ネットフリックスのドラマ「忍びの家」が世界中で人気だ。配信2週目には週間グローバルTOP10(非英語シリーズ)で、1位となった。ライターの吉田潮さんは「単に、忍者アクションと現代の家族ドラマを掛け合わせただけではない奥深さがある。見る人によって作品の印象はがらりと変わるだろう」という――。
「ミッドナイト」プレミア試写会
写真=時事通信フォト
2024年3月6日、手塚治虫原作のマンガを全編iPhoneで撮影したショートフィルム「ミッドナイト」プレミア試写会に登壇した賀来賢人さん(東京都渋谷区のルミネゼロ)

大谷翔平夫妻も見ていたNetflix「忍びの家」

平成に入ってテレビの時代劇が大幅に減っていき、忍びも活躍の場を失ってきた。
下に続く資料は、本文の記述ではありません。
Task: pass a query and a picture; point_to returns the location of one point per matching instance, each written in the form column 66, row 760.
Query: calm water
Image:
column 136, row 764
大河では多少出番があるものの、忍びが主役の連ドラはごくまれだ。

思い返しても平成では微妙な作品しか出てこない。小野ゆり子がタイムスリップしたくノ一で、現代の悪人を成敗する「天誅~闇の仕置人~」(2014年・フジ)とか、忍者の大野拓朗が生き別れた父に似た猫と暮らす『猫忍』(2017年・東名阪ネット6他)とか、ベッキーがお色気忍法で敵を討つ『くノ一忍法帖 蛍火』(2018年・BSジャパン)など超マイナー作ばかり。

昭和で千葉真一が築きあげた忍びの矜持や権威は平成ですっかり地に落ちた感。令和に入ってからは「忍者に結婚は難しい」(2023年・フジ)が登場。伊賀の末裔まつえいの夫(鈴木伸之)は郵便局の配達員、甲賀の末裔の妻(菜々緒)は薬剤師。設定やツールは面白いが、ラブコメの範疇にとどまった。
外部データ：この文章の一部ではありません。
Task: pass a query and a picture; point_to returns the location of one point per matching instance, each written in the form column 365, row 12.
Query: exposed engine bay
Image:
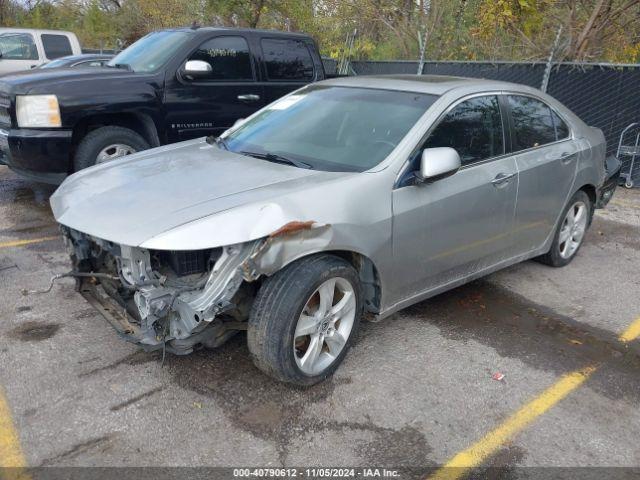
column 166, row 299
column 177, row 300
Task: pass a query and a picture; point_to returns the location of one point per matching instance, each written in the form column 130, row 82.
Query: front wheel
column 304, row 319
column 570, row 232
column 105, row 144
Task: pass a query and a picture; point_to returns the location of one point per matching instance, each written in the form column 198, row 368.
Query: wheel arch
column 591, row 192
column 366, row 268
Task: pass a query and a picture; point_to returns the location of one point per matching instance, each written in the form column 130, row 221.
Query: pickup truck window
column 56, row 46
column 18, row 46
column 151, row 52
column 228, row 56
column 287, row 59
column 331, row 128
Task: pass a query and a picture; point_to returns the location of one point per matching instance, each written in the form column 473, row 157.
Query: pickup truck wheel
column 304, row 319
column 105, row 144
column 570, row 233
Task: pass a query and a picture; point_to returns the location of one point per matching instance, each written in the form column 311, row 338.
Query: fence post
column 547, row 69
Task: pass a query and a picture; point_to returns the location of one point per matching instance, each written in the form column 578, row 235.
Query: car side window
column 18, row 46
column 473, row 128
column 287, row 59
column 228, row 56
column 56, row 46
column 532, row 122
column 562, row 130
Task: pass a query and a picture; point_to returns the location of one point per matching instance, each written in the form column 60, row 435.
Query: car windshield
column 61, row 62
column 331, row 128
column 150, row 52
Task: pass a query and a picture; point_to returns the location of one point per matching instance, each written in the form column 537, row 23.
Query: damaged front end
column 177, row 300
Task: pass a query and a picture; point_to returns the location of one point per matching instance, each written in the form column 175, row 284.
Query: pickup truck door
column 286, row 65
column 210, row 104
column 19, row 52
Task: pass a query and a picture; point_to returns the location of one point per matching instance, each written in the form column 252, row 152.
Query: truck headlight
column 34, row 111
ここにきて忍びの地位をグンと上げたのが俳優・賀来賢人だ。自らの原案をデイブ・ボイル監督に託し、プロデュース&主演したのがNetflix「忍びの家」。

私も引きこまれて一気観したし、配信直後からランキング上位に。大谷翔平が妻とオンラインデートで同時視聴していたのが「忍びの家」だったと報道され、知名度も爆上がり。「忍び好き」「ドラマ好き」だけでなく「翔平好き」をもとりこんだ。大谷ご祝儀、すごいな。でも、すごいのは内容なのよ。

忍び一家はほぼ全員主演級俳優

服部半蔵の末裔・俵家は、国家権力の密命を代々請け負ってきた。6年前の任務中に長男・岳(高良健吾)を亡くして以来、それぞれが喪失感や罪悪感を抱えている。

父・壮一(江口洋介)は家族を守るべく、任務を拒み続けている。仮の姿で酒蔵を営むが経営は火の車。母・陽子(木村多江)は家計の赤字を万引きでやりくり(忍びなので朝飯前)するが、報酬欲しさに夫には内緒で任務を単独で引き受けたりもする。
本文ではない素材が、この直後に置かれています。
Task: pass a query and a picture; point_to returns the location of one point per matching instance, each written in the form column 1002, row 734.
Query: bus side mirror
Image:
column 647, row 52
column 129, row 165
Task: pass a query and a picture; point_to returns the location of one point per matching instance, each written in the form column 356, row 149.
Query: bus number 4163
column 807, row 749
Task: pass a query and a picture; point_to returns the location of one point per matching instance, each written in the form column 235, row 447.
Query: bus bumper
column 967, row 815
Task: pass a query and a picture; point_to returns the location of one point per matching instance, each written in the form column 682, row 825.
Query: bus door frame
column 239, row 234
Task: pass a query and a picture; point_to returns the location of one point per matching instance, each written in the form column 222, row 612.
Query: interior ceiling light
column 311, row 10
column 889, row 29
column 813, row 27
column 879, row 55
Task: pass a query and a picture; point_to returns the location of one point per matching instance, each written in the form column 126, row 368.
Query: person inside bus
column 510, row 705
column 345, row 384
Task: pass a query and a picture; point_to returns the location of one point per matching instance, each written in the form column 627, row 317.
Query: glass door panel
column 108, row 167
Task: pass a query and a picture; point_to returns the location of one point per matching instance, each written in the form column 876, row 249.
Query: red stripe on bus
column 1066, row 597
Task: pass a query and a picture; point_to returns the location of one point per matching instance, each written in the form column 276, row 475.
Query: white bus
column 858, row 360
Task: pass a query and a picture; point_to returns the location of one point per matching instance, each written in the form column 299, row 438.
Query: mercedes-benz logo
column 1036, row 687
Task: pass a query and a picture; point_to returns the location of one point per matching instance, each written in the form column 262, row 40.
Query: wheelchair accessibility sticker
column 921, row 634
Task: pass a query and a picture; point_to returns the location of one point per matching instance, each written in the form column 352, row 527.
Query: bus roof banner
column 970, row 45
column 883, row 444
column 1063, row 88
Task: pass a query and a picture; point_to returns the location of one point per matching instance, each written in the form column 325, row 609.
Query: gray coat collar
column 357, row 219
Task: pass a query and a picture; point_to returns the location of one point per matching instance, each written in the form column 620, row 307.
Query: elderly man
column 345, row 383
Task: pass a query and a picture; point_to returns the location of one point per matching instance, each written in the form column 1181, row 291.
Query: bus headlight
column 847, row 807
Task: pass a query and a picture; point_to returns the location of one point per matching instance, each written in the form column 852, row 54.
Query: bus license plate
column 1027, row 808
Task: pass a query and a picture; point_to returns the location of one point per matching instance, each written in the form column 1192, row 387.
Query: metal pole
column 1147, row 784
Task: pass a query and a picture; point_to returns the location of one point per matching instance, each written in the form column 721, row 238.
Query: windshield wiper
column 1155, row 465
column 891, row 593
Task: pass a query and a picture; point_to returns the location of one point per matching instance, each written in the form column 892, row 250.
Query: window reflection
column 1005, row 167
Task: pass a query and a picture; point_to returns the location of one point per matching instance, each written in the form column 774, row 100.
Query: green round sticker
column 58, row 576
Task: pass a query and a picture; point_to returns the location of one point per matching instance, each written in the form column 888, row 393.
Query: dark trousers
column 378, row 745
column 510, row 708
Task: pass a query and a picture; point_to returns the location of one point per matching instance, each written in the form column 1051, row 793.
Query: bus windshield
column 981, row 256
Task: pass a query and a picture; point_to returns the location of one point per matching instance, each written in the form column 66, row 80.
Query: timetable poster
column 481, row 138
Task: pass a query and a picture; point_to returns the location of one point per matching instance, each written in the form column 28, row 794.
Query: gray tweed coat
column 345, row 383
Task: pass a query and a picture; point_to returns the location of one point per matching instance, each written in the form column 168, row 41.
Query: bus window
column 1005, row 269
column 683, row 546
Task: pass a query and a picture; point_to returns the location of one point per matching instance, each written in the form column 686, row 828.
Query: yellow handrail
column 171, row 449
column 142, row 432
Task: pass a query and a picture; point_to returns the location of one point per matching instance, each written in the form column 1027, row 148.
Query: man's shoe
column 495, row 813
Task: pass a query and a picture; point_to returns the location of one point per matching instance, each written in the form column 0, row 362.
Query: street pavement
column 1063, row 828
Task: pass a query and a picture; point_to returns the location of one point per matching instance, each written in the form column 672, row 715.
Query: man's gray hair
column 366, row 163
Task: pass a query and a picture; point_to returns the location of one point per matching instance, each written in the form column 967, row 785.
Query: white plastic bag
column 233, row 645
大学生の長女・凪(蒔田彩珠)は美術品を盗んでは返す愉快犯で、忍びとしての力試しに興じていた。祖母・タキ(宮本信子)は隠居した忍びだが、家を守る要としては現役。小学生の末っ子・陸(番家天嵩)だけは、俵家が忍びの一族であることを知らない。

そして、主人公は次男の晴(賀来)。兄の死に対して自責の念があり、今でも悪夢を見続けている。父と同じく任務を拒むが、酒蔵を継ぐ気はない。つまり長男が死んでから、一家は重い空気に包まれているというわけだ。

ほぼ全員主演級だが、それぞれが家族の役割をまっとうしながら気配を抑えることもできる座組に。ちょいと来し方を振り返ってみる。